Ханеле — наша, бессарабская, из Калараша. Он прожил с ней длинную жизнь. Она была для него и жена, и друг, и сестра, и даже мать — в последние годы его. Не красавица, для него она была красивейшей в мире. Он смотрел на нее влюбленными глазами до самого последнего дня своего. Она родила ему двух сыновей. Оба живут сейчас где-то в сибирском Академгородке.
Он вытаскивает Ханеле из дома не только чтобы идти, но даже ехать. Такой вот, больной, один раз в год он ездил с ней в Сибирь, к детям. Они приезжали оба в Кишинев. К другу на свадьбу. К круглой дате друга. На похороны друга.
Он любил зайти с Ханеле на пару часов ко мне. Посидеть напротив меня, глядя своими теплыми, всегда улыбающимися глазами, перекинуться со мной словечком о мировых проблемах, попросить, чтобы я ему почитал что-нибудь свое. Он был мне большим другом, можно даже сказать — большим моим почитателем. Он радовался каждой маленькой радости моей, каждой новой строке, что я написал.
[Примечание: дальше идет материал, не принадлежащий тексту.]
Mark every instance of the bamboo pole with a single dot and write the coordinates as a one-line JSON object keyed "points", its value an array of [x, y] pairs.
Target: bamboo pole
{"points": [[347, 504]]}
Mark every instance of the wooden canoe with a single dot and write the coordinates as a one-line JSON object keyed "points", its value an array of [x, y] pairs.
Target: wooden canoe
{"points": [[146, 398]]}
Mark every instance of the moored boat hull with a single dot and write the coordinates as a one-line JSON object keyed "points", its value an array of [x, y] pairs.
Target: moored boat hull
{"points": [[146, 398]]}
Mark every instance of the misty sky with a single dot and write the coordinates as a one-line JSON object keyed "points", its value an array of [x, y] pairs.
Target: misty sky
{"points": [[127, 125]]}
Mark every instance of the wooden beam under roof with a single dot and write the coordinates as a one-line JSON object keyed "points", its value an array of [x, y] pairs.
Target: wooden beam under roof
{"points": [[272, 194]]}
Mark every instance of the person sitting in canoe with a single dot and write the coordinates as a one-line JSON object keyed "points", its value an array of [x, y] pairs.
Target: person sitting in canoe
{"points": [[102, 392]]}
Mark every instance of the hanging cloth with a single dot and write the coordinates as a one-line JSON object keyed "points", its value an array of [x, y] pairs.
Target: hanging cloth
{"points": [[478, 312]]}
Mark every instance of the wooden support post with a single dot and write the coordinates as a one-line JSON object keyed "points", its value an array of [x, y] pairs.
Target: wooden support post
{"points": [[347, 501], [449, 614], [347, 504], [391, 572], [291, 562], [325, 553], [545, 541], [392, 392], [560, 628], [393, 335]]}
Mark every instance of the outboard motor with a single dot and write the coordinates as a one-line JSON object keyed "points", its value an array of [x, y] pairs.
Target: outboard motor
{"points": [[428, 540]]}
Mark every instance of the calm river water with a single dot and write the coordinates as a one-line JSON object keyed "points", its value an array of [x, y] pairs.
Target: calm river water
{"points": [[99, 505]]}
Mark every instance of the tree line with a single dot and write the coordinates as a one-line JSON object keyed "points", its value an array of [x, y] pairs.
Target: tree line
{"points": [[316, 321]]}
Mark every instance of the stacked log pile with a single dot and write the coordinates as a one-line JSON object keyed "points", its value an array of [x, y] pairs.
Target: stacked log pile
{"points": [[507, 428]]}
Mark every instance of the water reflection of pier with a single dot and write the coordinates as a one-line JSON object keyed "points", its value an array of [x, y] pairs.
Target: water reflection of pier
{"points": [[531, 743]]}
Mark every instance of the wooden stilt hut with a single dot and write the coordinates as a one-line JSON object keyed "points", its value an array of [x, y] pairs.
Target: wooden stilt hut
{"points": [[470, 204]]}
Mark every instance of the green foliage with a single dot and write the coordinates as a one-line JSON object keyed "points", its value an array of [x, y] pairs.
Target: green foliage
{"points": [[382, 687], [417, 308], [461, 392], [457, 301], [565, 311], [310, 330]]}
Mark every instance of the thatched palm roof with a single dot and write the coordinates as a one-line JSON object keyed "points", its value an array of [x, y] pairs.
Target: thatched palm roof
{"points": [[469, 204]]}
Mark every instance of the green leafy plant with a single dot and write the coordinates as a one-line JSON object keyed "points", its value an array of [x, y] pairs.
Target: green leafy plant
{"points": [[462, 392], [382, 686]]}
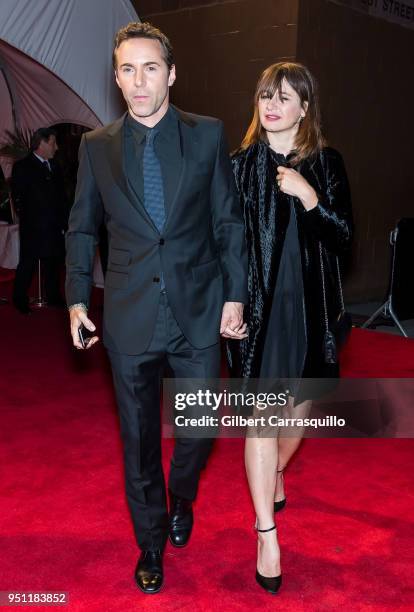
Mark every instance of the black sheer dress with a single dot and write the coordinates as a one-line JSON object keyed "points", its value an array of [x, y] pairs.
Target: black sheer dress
{"points": [[285, 344]]}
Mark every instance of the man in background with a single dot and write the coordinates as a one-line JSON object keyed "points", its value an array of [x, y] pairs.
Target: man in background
{"points": [[40, 201]]}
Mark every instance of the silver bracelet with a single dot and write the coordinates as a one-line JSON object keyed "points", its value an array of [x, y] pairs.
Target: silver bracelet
{"points": [[79, 305]]}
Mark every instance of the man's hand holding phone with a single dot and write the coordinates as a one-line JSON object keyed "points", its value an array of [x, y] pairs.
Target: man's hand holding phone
{"points": [[81, 328]]}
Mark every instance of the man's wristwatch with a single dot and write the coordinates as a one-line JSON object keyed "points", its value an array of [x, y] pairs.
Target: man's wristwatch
{"points": [[79, 305]]}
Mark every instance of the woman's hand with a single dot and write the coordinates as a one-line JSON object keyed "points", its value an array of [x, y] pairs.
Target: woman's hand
{"points": [[292, 183]]}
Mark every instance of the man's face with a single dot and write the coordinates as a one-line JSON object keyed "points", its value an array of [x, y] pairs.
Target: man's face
{"points": [[144, 78], [48, 148]]}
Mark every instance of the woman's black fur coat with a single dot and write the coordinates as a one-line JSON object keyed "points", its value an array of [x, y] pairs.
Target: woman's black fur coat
{"points": [[266, 212]]}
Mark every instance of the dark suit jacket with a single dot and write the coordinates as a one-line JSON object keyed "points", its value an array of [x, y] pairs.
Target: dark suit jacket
{"points": [[201, 251], [41, 204]]}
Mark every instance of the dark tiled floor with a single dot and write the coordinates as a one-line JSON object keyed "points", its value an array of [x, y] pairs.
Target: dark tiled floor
{"points": [[361, 312]]}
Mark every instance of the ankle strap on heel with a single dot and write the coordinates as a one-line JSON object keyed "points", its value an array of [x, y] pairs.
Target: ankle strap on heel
{"points": [[265, 530]]}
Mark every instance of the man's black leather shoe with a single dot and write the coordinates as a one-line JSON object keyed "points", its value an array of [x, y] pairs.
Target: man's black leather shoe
{"points": [[23, 308], [181, 520], [149, 574]]}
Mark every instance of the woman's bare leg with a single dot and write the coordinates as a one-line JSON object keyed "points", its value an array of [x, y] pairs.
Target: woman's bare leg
{"points": [[289, 443], [261, 459]]}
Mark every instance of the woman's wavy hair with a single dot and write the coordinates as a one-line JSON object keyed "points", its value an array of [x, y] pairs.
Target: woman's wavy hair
{"points": [[309, 139]]}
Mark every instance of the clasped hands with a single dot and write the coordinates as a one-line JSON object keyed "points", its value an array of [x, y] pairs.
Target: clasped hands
{"points": [[231, 325]]}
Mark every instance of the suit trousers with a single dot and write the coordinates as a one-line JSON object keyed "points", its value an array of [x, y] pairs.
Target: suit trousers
{"points": [[137, 381], [51, 268]]}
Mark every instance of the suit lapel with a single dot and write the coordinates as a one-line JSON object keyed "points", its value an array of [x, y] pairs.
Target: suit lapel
{"points": [[188, 145]]}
Когда он в последний раз сидел у меня со своей женой, мы вдруг разговорились о тех ясских днях. Я и рассказал ему во всех подробностях то, что выше, в начале главы, рассказал читателю. Я сказал, что эта несправедливость к лирическому герою моего рассказа тогда, в подпольных условиях, не была единственной несправедливостью, какая случалась в движении. Берут и отправляют человека, лишь бы отправить. Со стороны, кажется, все было как должно быть. Пароль, точное время, точное место. Товарищ, который выйдет тебя встречать. На самом деле, наверно, ничего никуда не передавали. Делай себе дальше все сам, как подскажет тебе твой ум и твоя совесть. Кто считался с тем, что может произойти в твоей душе, какая рана может там остаться? Такое было время. Такой воздух. Слишком жестко как-то.